La saisie-attribution est réservée aux commissaires de justice et ne peut s’exercer que sur la base d’un titre exécutoire (ordonnance d’injonction de payer ou jugement). Le commissaire adresse un acte de saisie directement à la banque du débiteur, qui bloque immédiatement les fonds disponibles. Le débiteur est avisé sous 8 jours et dispose d’1 mois pour contester. Sans contestation, les fonds sont versés au créancier environ 1 mois après la saisie.
Les frais varient selon le type d’acte. Pour les actes du monopole (signification, saisie), les émoluments sont réglementés par le Code de commerce. Pour un dossier typique de 5 000 €, les frais d’exécution représentent 200 à 400 € (émoluments + DEP + TVA + déplacement). Ces frais sont en principe à la charge du débiteur en cas de recouvrement judiciaire. Pour les actes hors monopole (constats, amiable), les honoraires sont libres et négociables — demandez plusieurs devis.

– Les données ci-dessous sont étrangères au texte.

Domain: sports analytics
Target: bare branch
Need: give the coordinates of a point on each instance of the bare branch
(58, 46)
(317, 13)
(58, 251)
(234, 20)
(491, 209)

Pour le recouvrement amiable et les constats, oui — le commissaire de justice peut intervenir sans jugement ni titre exécutoire préalable. En revanche, pour les voies d’exécution (saisies, expulsions), un titre exécutoire est obligatoire. La saisie conservatoire (blocage préventif des biens) est possible sans jugement mais requiert l’autorisation du juge — sauf exceptions (créances de nature commerciale avec titre apparent, etc.).
Le commissaire de justice est un acteur incontournable du recouvrement judiciaire — avec des monopoles légaux que nul ne peut lui disputer sur la signification, les saisies et les expulsions. Mais il n’est pas toujours le premier interlocuteur à contacter face à un impayé. Pour la phase amiable, qui représente plus de 70 % des résolutions réussies, une agence de recouvrement spécialisée est plus efficace, plus réactive et moins coûteuse.
La stratégie gagnante : commencer par l’amiable avec DCN Recouvrement, et coordonner l’intervention du commissaire de justice si et seulement si la procédure judiciaire est nécessaire. Bien articuler ces deux professionnels, c’est maximiser vos chances de récupérer votre créance — au meilleur rapport coût/résultat.